The main Tamil vocabulary is based on the Dravidian culture. There are a few influences by other cultures like the Malays, Chinese or even Greeks that did trade with Tamil kingdoms but Tamil purism kept the language from having lots of foreign words in Tamil.

Also, Tamil is, compared to other Dravidian languages, not that much influenced by Sanskrit. Only the wish to pick up the Indo-Aryians religion Hinduism as the main Tamil religion made the religious texts and some abstract words being in Sanskrit.
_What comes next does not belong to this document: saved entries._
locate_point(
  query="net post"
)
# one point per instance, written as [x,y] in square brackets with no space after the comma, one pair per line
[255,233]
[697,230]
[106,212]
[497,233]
While Tamil was influenced by other cultures and languages, Tamil itself also influenced others. The English word orange is probably the best example that you can trace back to a Tamil origin: நார்த்தங்காய்nārttaṅkāy

Another, more known example, is the word rice, coming from the Tamil word அரிசிarici. However, the path of this word can't be proven properly.

While you can split Tamil in three different stages "Old Tamil", "Middle Tamil" and "Modern Tamil", Tamil demonstrates grammatical continuity across these stages. Many things that you will learn in this book have their origin in Old Tamil.

Modern Tamil language is a language with a difference between the written and spoken language. While the spoken language derives from the written one, there are a few dialects that were influenced more or less by their surrounding neighbors.

While in Tamil Nadu English has quite a big influence on the spoken Tamil, the Tamil spoken in Sri Lanka is close to written Modern Tamil. But even there you will notice a different dialect between Jaffna Tamil and Batticaloa Tamil.

In this book you won't learn any of the dialects but the Tamil Grammar of written Tamil. This should, though, not hold you back from using this grammar for spoken Tamil as well. People might even be impressed by that!